Yields on U.S. Treasuries, which move in the opposite direction to prices, are set for the biggest monthly drop since 2008.

That's taken the sting out of a summer bond rout, while major stock markets are on track to reverse 2023's sharp falls.

But there's a caveat, warn investors, cautioning that equities could be ignoring the recession risks that typically bode well for safe-haven government debt.

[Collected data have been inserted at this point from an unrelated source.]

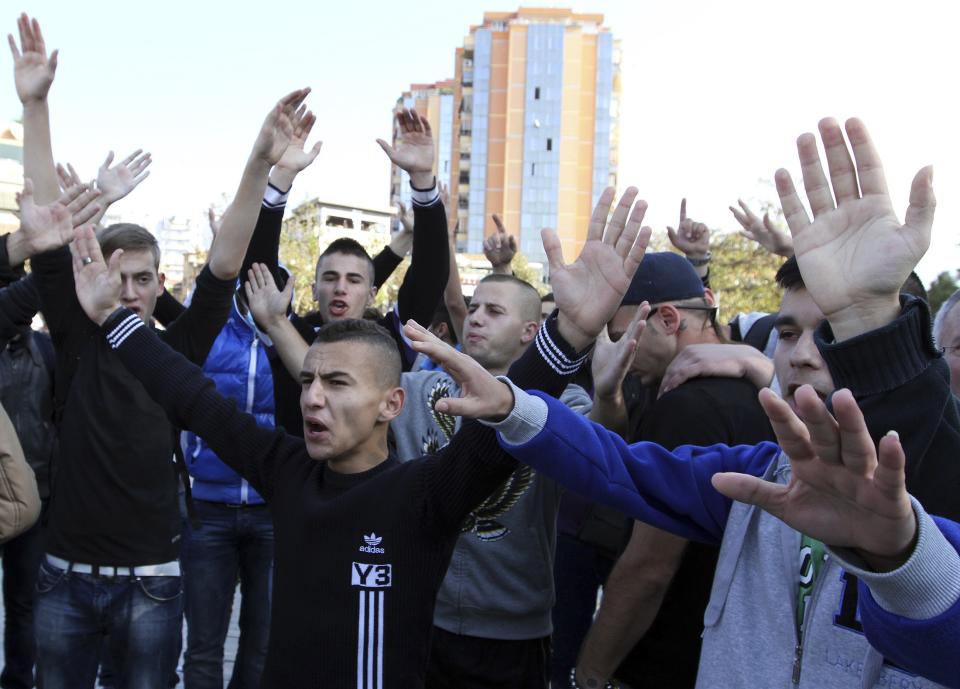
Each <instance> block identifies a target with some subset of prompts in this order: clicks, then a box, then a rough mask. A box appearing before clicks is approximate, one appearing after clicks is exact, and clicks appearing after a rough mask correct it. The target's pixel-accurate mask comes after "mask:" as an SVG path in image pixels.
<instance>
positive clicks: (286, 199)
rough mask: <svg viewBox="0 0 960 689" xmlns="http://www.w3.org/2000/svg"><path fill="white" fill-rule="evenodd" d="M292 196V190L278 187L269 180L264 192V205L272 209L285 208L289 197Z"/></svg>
mask: <svg viewBox="0 0 960 689" xmlns="http://www.w3.org/2000/svg"><path fill="white" fill-rule="evenodd" d="M288 196H290V190H289V189H287V190H286V191H281V190H280V189H278V188H277V187H275V186H273V185H272V184H270V183H269V182H267V188H266V190H265V191H264V192H263V207H264V208H269V209H271V210H276V209H278V208H283V207H284V206H286V205H287V197H288Z"/></svg>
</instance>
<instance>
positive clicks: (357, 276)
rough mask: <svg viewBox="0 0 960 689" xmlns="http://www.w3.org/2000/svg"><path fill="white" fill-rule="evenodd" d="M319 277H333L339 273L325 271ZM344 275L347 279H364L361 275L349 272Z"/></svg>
mask: <svg viewBox="0 0 960 689" xmlns="http://www.w3.org/2000/svg"><path fill="white" fill-rule="evenodd" d="M320 275H321V277H323V276H334V275H340V272H339V271H336V270H325V271H323V272H322V273H320ZM345 275H346V276H347V277H358V278H361V279H362V278H363V277H364V276H363V274H362V273H351V272H347V273H345Z"/></svg>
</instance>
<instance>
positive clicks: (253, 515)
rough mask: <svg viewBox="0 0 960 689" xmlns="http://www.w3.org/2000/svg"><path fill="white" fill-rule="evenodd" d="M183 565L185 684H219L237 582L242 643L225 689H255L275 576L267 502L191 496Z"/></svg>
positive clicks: (272, 522)
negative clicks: (195, 522)
mask: <svg viewBox="0 0 960 689" xmlns="http://www.w3.org/2000/svg"><path fill="white" fill-rule="evenodd" d="M194 505H195V507H196V515H197V518H198V519H199V520H200V528H199V529H196V530H194V529H193V528H192V527H191V526H190V525H189V524H187V527H186V533H185V535H184V539H183V546H182V550H181V555H180V558H181V562H182V564H183V567H184V586H185V590H186V614H187V650H186V653H185V655H184V660H183V683H184V687H185V689H223V644H224V642H225V641H226V638H227V628H228V626H229V624H230V611H231V609H232V607H233V593H234V591H235V590H236V587H237V579H238V577H239V580H240V593H241V603H240V643H239V647H238V649H237V657H236V660H235V661H234V666H233V675H232V676H231V678H230V684H229V689H257V688H258V687H259V686H260V676H261V675H262V674H263V666H264V663H265V661H266V657H267V641H268V639H269V635H270V599H271V592H272V577H273V519H272V518H271V516H270V510H269V508H267V506H266V505H258V506H245V507H236V506H230V505H221V504H218V503H212V502H204V501H202V500H195V501H194Z"/></svg>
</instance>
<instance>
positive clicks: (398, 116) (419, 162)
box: [377, 108, 434, 174]
mask: <svg viewBox="0 0 960 689" xmlns="http://www.w3.org/2000/svg"><path fill="white" fill-rule="evenodd" d="M377 143H378V144H380V148H382V149H383V150H384V152H385V153H386V154H387V156H389V158H390V160H391V161H392V162H393V164H394V165H396V166H397V167H399V168H400V169H402V170H406V171H407V172H408V173H410V174H415V173H418V172H432V171H433V159H434V148H433V130H432V129H431V128H430V123H429V122H428V121H427V118H425V117H423V116H422V115H420V114H419V113H418V112H417V111H416V110H412V109H411V110H407V109H406V108H404V109H402V110H400V111H398V112H397V141H396V143H397V145H396V147H392V146H390V144H388V143H387V142H386V141H384V140H383V139H377Z"/></svg>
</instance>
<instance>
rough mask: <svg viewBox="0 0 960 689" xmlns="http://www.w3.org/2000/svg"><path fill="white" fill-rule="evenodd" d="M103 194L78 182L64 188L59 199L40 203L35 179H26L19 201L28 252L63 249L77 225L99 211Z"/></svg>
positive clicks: (28, 253)
mask: <svg viewBox="0 0 960 689" xmlns="http://www.w3.org/2000/svg"><path fill="white" fill-rule="evenodd" d="M99 195H100V192H99V191H97V190H96V189H91V188H90V187H89V186H88V185H84V184H77V185H74V186H72V187H70V188H69V189H67V190H66V191H64V192H63V194H62V195H61V197H60V199H59V200H57V201H55V202H53V203H51V204H49V205H46V206H38V205H37V204H36V202H35V201H34V198H33V182H32V181H31V180H30V179H25V180H24V182H23V191H22V192H20V194H18V195H17V203H18V204H19V206H20V233H21V234H22V239H23V241H24V244H25V247H24V250H25V252H26V253H27V255H30V256H32V255H33V254H40V253H43V252H45V251H52V250H54V249H59V248H60V247H61V246H64V245H65V244H67V243H69V242H70V241H71V240H73V237H74V232H73V230H74V227H76V226H78V225H80V224H82V223H84V222H86V221H88V220H89V219H90V218H91V217H93V216H94V215H95V214H96V213H97V212H99V210H100V207H99V205H98V204H97V203H96V199H97V197H98V196H99Z"/></svg>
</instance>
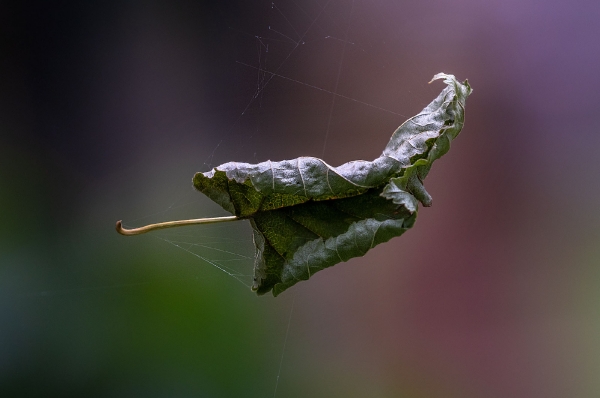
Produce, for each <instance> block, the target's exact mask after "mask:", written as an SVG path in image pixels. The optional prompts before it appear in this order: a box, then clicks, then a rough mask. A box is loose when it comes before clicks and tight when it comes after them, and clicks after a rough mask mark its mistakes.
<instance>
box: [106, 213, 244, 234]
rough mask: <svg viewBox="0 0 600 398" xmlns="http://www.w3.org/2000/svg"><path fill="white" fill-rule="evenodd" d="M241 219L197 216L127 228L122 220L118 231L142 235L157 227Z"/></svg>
mask: <svg viewBox="0 0 600 398" xmlns="http://www.w3.org/2000/svg"><path fill="white" fill-rule="evenodd" d="M236 220H240V219H239V218H238V217H236V216H226V217H213V218H196V219H192V220H179V221H166V222H161V223H157V224H150V225H146V226H144V227H139V228H132V229H126V228H123V225H122V222H121V220H119V221H117V226H116V227H117V232H118V233H120V234H121V235H140V234H145V233H146V232H150V231H154V230H156V229H164V228H173V227H181V226H185V225H196V224H212V223H217V222H227V221H236Z"/></svg>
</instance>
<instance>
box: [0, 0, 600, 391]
mask: <svg viewBox="0 0 600 398" xmlns="http://www.w3.org/2000/svg"><path fill="white" fill-rule="evenodd" d="M0 8H1V10H0V22H1V23H0V31H1V36H0V40H1V42H0V43H1V44H0V45H1V46H2V55H1V56H0V68H1V69H0V101H1V105H0V163H1V167H0V394H1V395H2V396H27V395H29V396H41V395H44V396H63V397H64V396H92V397H126V396H127V397H130V396H145V397H197V396H205V397H269V396H276V397H308V396H310V397H595V396H600V378H598V375H599V374H600V301H599V300H600V293H599V289H598V288H599V287H600V245H599V242H600V210H599V208H598V203H600V201H599V199H600V157H599V156H598V149H599V148H600V134H599V133H600V131H599V130H600V122H599V119H598V111H599V105H600V104H599V101H598V92H599V91H600V90H599V89H600V80H599V78H598V73H597V71H598V66H599V65H600V24H598V18H600V3H598V2H597V1H591V0H588V1H586V0H574V1H566V0H551V1H541V0H518V1H517V0H491V1H485V2H482V1H475V0H456V1H439V0H438V1H434V0H431V1H430V0H406V1H405V0H402V1H398V0H381V1H368V0H280V1H275V2H271V1H237V2H212V3H211V2H195V1H169V2H166V1H163V2H161V1H147V2H140V1H120V2H111V1H104V2H96V1H88V2H60V1H56V2H39V3H36V2H3V3H2V5H1V6H0ZM265 71H268V72H265ZM269 72H270V73H269ZM438 72H446V73H452V74H455V75H456V76H457V78H458V79H460V80H464V79H466V78H468V79H469V82H470V83H471V85H472V86H473V88H474V92H473V94H472V95H471V97H470V98H469V99H468V101H467V109H466V124H465V128H464V130H463V132H462V134H461V136H460V137H459V138H458V139H457V140H456V141H455V142H454V143H453V148H452V150H451V151H450V152H449V153H448V154H447V155H446V156H445V157H444V158H443V159H441V160H440V161H438V162H437V163H436V164H435V166H434V167H433V169H432V172H431V174H430V175H429V177H428V179H427V181H426V184H425V185H426V187H427V189H428V191H429V192H430V193H431V195H432V196H433V198H434V205H433V207H431V208H426V209H421V211H420V213H419V219H418V220H417V223H416V225H415V227H414V229H412V230H411V231H409V232H408V233H407V234H405V235H404V236H402V237H400V238H396V239H393V240H392V241H390V242H388V243H386V244H383V245H380V246H378V247H377V248H375V249H374V250H372V251H370V252H369V253H368V254H367V255H366V256H364V257H362V258H356V259H353V260H351V261H349V262H347V263H343V264H338V265H337V266H335V267H332V268H330V269H327V270H324V271H321V272H319V273H318V274H316V275H315V276H314V277H313V278H311V280H310V281H307V282H303V283H300V284H298V285H296V286H295V287H293V288H292V289H290V290H289V291H287V292H285V293H284V294H282V295H281V296H279V297H277V298H273V297H272V296H270V295H267V296H261V297H257V296H256V295H255V294H254V293H253V292H251V291H250V289H249V288H247V286H245V285H248V284H249V279H248V278H250V277H249V276H248V275H250V274H251V268H252V257H253V255H254V250H253V245H252V241H251V232H250V228H249V226H248V225H246V223H245V222H240V223H231V224H227V225H216V226H205V227H188V228H186V229H181V230H179V231H175V230H174V231H168V232H159V233H157V234H149V235H147V236H139V237H123V236H120V235H118V234H117V233H116V232H115V231H114V223H115V221H117V220H119V219H123V222H124V224H125V225H127V226H130V227H134V226H141V225H144V224H147V223H151V222H159V221H166V220H172V219H181V218H198V217H212V216H221V215H226V213H225V212H224V211H223V210H222V209H220V207H219V206H217V205H215V204H214V203H212V202H211V201H210V200H208V199H206V198H205V197H203V196H202V195H201V194H200V193H197V192H194V190H193V188H192V185H191V178H192V176H193V174H194V173H195V172H197V171H207V170H209V169H210V168H211V167H214V166H217V165H219V164H221V163H224V162H228V161H244V162H259V161H265V160H268V159H272V160H283V159H291V158H295V157H298V156H316V157H322V158H324V159H325V160H326V161H327V162H328V163H329V164H332V165H339V164H341V163H343V162H346V161H350V160H354V159H366V160H371V159H374V158H376V157H377V156H379V154H380V153H381V151H382V149H383V147H384V146H385V144H386V143H387V141H388V140H389V137H390V135H391V133H392V132H393V131H394V129H395V128H396V127H397V126H398V125H400V124H401V123H402V122H403V121H404V120H405V119H406V118H407V117H410V116H412V115H414V114H416V113H418V112H419V111H420V110H421V109H422V108H423V107H424V106H425V105H426V104H427V103H429V102H430V101H431V100H432V99H433V98H435V97H436V96H437V94H438V93H439V92H440V91H441V89H442V88H443V84H442V83H441V82H435V83H432V84H430V85H428V84H427V82H428V81H429V80H430V79H431V77H432V76H433V75H434V74H436V73H438ZM273 73H274V74H273ZM333 93H337V94H338V95H334V94H333ZM224 266H227V268H224ZM232 269H233V270H234V271H231V270H232ZM222 270H225V271H227V272H222ZM230 274H234V276H231V275H230ZM240 282H241V283H240Z"/></svg>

"The equity market is too optimistic right now and bond markets have it right," said Altaf Kassam, head of investment strategy and research, EMEA, for State Street Global Advisors.

"There is still room for interest rates to come down and disinflation to continue but we think for that to happen growth will also slow down and the lagged effect of monetary tightening will come."

BROAD BASED

November's equity rally has been broad based, with Wall Street's S&P 500 8.6% higher on the month and Europe's Stoxx 600 index adding 6%. Global growth stocks in high-tech sectors are up 11% while value stocks, which are mainly in cyclical industries and offer high dividends, have gained 6.5%.

Major central banks have jacked up rates by a hefty 3,965 bps since late 2021 and investors sense a peak has been reached.

Traders are already pricing roughly 100 bps of Fed and ECB rate cuts next year while most big economies have paused rate rises to see how much the tightening bites.

"We've now had this rebound (in equities) and what we need to see is tangible supporting evidence that this is not a head fake policy pivot," said Zurich Insurance Group chief market strategist Guy Miller.